FORT LAUDERDALE, Fla. — Prosecutors and defense lawyers in the Marjory Stoneman Douglas mass shooting trial will be allowed to refer to potential jurors by name, a Broward County judge ruled Friday.

The decision rejects a defense request asking for the potential jurors deciding the fate of confessed Marjory Stoneman Douglas High school shooter Nickolas Cruz to be referred to by number and not by name. The request would have protected the jurors from having their names disclosed to the public and, by extension, the news media.

“What (the) defendant requests is not permitted,” Circuit Judge Elizabeth Scherer wrote in her decision. “Exemptions to the specific laws on public records cannot be created from thin air.”

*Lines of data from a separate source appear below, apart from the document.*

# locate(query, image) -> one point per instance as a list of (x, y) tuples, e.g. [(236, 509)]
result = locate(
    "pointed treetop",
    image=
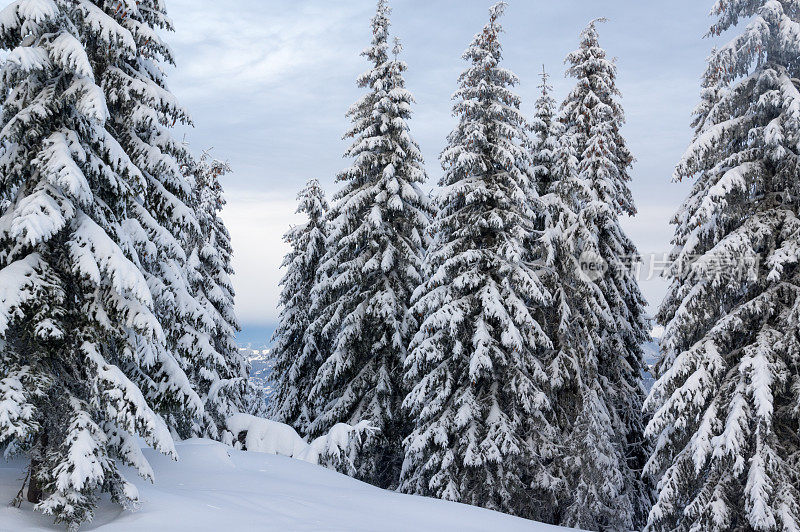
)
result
[(545, 85), (378, 51), (497, 11), (397, 49)]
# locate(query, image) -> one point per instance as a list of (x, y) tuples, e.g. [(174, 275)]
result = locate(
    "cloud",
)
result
[(257, 222), (268, 84)]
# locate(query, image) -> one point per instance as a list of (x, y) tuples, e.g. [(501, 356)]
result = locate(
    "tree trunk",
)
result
[(34, 486)]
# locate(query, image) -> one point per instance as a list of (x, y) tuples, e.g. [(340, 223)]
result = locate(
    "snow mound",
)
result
[(264, 436), (214, 487)]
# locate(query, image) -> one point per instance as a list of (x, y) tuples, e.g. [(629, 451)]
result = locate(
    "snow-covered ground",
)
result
[(216, 488)]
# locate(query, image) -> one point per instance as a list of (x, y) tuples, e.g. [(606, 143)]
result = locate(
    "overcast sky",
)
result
[(268, 83)]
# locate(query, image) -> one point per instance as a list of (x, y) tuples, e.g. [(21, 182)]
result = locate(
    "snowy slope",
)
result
[(216, 488)]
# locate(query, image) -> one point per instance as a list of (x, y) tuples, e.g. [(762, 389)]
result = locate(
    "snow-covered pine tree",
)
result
[(372, 266), (478, 402), (726, 418), (86, 366), (546, 131), (218, 371), (606, 490), (296, 352)]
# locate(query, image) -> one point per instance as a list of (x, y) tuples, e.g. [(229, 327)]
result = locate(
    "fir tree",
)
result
[(726, 418), (478, 401), (606, 427), (218, 371), (546, 131), (372, 265), (86, 363), (296, 352)]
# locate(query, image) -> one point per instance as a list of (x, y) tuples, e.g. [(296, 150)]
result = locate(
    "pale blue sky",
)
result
[(268, 83)]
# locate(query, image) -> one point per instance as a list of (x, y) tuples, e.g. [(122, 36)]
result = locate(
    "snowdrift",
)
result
[(216, 488)]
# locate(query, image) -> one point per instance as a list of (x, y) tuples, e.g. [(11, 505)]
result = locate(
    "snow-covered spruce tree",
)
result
[(218, 371), (372, 266), (297, 355), (546, 131), (478, 402), (85, 363), (606, 489), (726, 421)]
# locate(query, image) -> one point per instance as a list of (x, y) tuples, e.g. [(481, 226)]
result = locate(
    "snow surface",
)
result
[(214, 487)]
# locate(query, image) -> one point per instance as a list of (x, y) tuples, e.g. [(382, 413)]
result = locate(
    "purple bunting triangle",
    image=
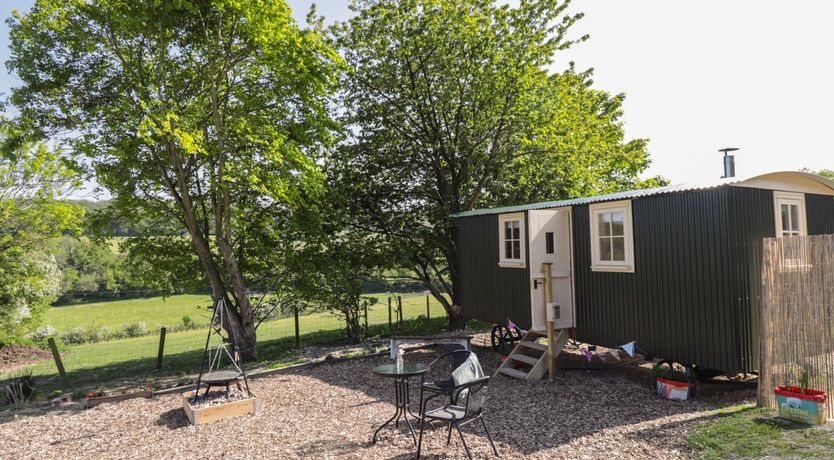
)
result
[(629, 349)]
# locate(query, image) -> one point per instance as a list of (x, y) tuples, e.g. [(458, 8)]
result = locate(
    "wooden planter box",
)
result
[(801, 406), (203, 415), (673, 389)]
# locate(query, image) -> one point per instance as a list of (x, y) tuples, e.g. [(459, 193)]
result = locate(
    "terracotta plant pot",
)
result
[(673, 389), (801, 405)]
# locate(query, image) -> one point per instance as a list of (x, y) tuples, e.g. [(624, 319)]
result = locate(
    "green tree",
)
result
[(33, 182), (444, 99), (578, 148), (201, 117)]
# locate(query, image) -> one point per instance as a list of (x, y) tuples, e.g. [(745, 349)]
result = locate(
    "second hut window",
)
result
[(611, 237), (511, 228)]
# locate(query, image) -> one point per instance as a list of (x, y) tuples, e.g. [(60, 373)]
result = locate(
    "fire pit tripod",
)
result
[(213, 376)]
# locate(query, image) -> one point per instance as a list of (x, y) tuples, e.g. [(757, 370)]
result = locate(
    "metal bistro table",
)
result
[(401, 391)]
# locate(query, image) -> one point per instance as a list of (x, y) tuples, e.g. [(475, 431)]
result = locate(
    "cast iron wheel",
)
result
[(502, 339)]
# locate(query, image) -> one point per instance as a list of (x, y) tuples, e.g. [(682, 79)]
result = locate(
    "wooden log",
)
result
[(58, 363), (161, 351)]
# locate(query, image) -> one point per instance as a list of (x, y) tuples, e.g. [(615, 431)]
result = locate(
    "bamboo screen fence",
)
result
[(797, 317)]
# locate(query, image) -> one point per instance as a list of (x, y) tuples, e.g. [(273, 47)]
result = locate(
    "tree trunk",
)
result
[(352, 323), (456, 319)]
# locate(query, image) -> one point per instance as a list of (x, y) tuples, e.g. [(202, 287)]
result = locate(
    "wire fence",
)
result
[(166, 353)]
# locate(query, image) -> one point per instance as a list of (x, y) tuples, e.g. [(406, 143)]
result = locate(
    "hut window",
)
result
[(790, 223), (790, 214), (611, 237), (511, 240)]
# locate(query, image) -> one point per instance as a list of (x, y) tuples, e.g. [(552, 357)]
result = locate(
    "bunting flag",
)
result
[(511, 325), (629, 349)]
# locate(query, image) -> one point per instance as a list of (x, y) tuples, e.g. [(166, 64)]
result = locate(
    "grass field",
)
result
[(155, 312), (102, 363), (748, 432)]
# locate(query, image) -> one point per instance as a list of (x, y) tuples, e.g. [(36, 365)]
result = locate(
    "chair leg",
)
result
[(489, 436), (420, 441), (465, 446)]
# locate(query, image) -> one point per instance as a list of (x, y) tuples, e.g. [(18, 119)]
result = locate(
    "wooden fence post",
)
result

The defense motion would have barred court personnel and the media from disclosing the names of jurors, which are a public record under the law. During trials, the court bars media from taking pictures and videos showing jurors’ faces, and jurors are strictly prohibited from talking to the media or anyone else about their cases.

But their names have always been a public record, and media members are legally permitted to interview jurors after trials are concluded. In practice, such interviews are infrequent but not unusual.

In her ruling, Scherer left the door open for the defense to present a stronger argument to keep juror names from being publicly disclosed.

Scherer has not always seen eye to eye with the media during the case. In the summer of 2018, a few months after Cruz murdered 17 and wounded 17 more in the Parkland high school, Scherer blasted the South Florida Sun Sentinel for disclosing education records that were inadequately redacted by the Broward school district.

At the time, Scherer toyed with the idea of telling media outlets what they could and could not publish in the future. She later backed down from the threat, which was criticized by media law experts as an example of “prior restraint,” which is prohibited. Scherer cited the same principle in rejecting the defense’s anonymous jury request.